Chuck Stiles, director of the Teamsters' waste and recycling division, called the Waste Management response to the union's letter "not perfect," but a "good-faith effort" in a letter to the union shared with Waste Dive. He had more criticism for Republic, which did not initially respond to the letter it received. Republic did send out paid time-off guidelines to some Teamsters local chapters, but Stiles said a driver for the company in Georgia was suspended after voicing complaints about a lack of COVID-19 protections.
An unnamed spokesperson with Republic told Waste Dive in a lengthy statement the company is providing an additional two weeks off for employees sick with COVID-19 and noted OSHA's current guidance for waste workers. Like Waste Management, Republic said it is supplying more PPE and sanitizing supplies.
"Between the PPE and the fact that most drivers do not interact with customers or the general public for much of the work day because they are out driving, they are even less likely to be exposed to the virus through their jobs," the spokesperson said.
Kara Deniz, a spokesperson for the Teamsters, told Waste Dive local chapters have also been in talks with multiple other companies where its members work. Waste Connections, is offering a $2 national pay increase to frontline workers for an unspecified duration of time. Advanced Disposal Services told the union it is making no changes to time-off policies, but is altering procedures like using hand print clocks. Communications with Recology are ongoing, with a largely favorable response expected.
In contrast to bigger players, smaller companies are also dealing with new federal rules that directly apply to them. Under the Families First Coronavirus Response Act (FFCRA), employers with fewer than 500 employees must provide up to 80 hours of paid sick leave pertaining to COVID-19 at regular pay. Caring for another individual as a result of COVID-19 mandates up to 80 hours of sick leave at two-thirds of a worker's salary.
"Smaller businesses are probably going to be more impacted," explained Landes, the attorney. "[They're facing] a busier time from an HR compliance standpoint... larger employers only have to worry about some of the new state leave laws."
Like their bigger counterparts, smaller companies have taken similar steps regarding PPE and sanitizing when interacting with bins, trucks and facilities. But with thinner margins, expanded paid leave options may be more of a challenge. And workers have been reluctant to abandon their regular pay and benefits if they can help it.

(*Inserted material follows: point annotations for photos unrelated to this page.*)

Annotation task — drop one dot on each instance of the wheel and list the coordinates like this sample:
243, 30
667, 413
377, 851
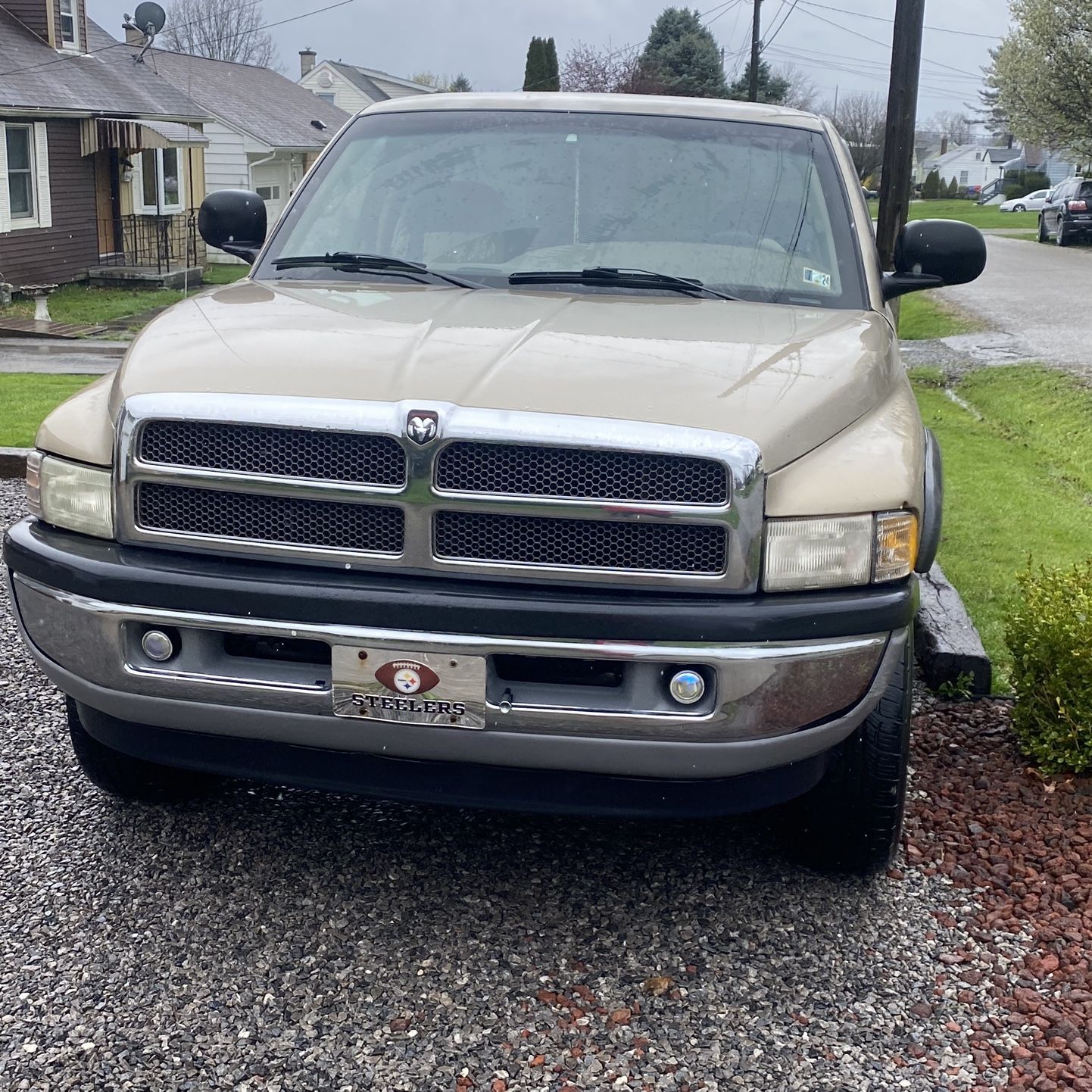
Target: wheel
852, 820
133, 778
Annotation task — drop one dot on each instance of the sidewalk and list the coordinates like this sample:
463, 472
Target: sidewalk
61, 357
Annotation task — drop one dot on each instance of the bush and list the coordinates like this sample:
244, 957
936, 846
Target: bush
1050, 638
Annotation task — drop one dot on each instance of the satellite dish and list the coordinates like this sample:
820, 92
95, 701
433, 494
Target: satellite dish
150, 14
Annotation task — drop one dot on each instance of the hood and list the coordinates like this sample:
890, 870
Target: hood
788, 378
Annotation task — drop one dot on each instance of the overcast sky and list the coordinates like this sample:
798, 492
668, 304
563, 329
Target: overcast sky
825, 39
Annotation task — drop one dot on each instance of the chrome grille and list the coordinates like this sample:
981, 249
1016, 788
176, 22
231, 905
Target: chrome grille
279, 452
581, 544
258, 518
329, 482
579, 473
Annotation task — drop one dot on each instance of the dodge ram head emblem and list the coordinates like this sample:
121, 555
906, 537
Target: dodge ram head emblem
422, 425
407, 676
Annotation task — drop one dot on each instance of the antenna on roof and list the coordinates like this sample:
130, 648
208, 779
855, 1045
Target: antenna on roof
148, 20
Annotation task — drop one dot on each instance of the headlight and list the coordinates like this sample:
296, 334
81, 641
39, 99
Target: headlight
70, 496
839, 551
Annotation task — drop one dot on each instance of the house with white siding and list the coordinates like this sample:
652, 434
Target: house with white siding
266, 131
352, 88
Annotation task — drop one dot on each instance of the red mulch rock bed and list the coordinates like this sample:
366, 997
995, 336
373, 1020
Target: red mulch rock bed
1023, 843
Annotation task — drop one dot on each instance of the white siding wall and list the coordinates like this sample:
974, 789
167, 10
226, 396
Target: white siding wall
348, 96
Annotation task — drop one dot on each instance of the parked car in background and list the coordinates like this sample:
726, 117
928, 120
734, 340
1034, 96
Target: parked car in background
1030, 203
1067, 214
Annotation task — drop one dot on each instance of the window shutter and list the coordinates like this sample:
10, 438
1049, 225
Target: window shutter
42, 163
5, 197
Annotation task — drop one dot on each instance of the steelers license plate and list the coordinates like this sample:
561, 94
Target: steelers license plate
417, 688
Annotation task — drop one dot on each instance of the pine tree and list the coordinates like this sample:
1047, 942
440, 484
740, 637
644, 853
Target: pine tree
771, 89
535, 74
682, 57
553, 78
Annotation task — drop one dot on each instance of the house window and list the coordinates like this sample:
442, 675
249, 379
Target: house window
161, 180
68, 23
20, 145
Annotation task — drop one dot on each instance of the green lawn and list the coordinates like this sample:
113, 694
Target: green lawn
76, 303
224, 274
970, 212
922, 316
27, 398
1018, 484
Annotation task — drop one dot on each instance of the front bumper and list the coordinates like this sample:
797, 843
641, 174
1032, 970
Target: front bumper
788, 688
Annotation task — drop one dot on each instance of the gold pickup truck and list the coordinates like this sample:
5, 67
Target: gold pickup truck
555, 454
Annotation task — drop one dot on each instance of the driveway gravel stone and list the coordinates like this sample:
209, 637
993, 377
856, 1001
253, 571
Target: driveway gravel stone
273, 939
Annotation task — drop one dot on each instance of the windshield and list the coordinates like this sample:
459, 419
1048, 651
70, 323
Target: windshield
753, 210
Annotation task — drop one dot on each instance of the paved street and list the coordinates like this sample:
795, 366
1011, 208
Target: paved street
289, 941
1037, 295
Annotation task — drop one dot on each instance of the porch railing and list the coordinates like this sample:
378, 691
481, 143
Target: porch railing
158, 242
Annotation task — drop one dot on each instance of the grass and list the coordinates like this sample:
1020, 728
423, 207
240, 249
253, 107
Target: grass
224, 274
25, 399
922, 316
970, 212
1018, 483
78, 304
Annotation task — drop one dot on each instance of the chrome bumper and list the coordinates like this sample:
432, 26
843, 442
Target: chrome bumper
771, 704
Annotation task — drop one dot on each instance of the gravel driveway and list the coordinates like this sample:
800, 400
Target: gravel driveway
273, 939
1035, 295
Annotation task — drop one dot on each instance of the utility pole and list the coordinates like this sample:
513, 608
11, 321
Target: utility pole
897, 183
756, 49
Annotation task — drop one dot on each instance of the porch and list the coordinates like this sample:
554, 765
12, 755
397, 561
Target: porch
153, 251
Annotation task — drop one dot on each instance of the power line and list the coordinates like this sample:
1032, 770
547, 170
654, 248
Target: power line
116, 45
884, 19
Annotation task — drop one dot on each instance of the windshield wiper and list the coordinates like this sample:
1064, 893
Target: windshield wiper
619, 277
345, 261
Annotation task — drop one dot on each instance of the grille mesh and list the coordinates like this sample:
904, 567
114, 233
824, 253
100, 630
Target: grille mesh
529, 540
532, 471
214, 513
287, 452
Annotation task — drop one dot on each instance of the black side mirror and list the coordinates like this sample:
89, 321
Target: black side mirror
235, 222
931, 254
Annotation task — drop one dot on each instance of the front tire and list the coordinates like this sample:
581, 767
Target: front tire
133, 778
852, 820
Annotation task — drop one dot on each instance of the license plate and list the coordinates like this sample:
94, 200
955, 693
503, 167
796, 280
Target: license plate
414, 687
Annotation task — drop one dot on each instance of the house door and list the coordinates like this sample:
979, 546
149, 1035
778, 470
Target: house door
108, 202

"If you're out more than a month, you could lose your health insurance [and your] job might not be there for you if you come back," Desmond of LIUNA acknowledged.
One source of hope for those companies is the $2.2 trillion stimulus package signed by President Donald Trump last month. That relief effort will allow small businesses to take out loans to cover payroll and other expenses. Their employees, meanwhile, will largely be receiving individual checks or higher unemployment benefits.
Even during a difficult time, businesses still have some control over morale and how they shape messaging to employees. In addition to closely monitoring new regulations appearing at the state and federal level, Landes advised companies of all sizes to broadcast safety measures and to maintain transparency with their workforce.
"A priority is making sure you show the employee you take these issues very seriously," he said. "The health and welfare of your employees is paramount."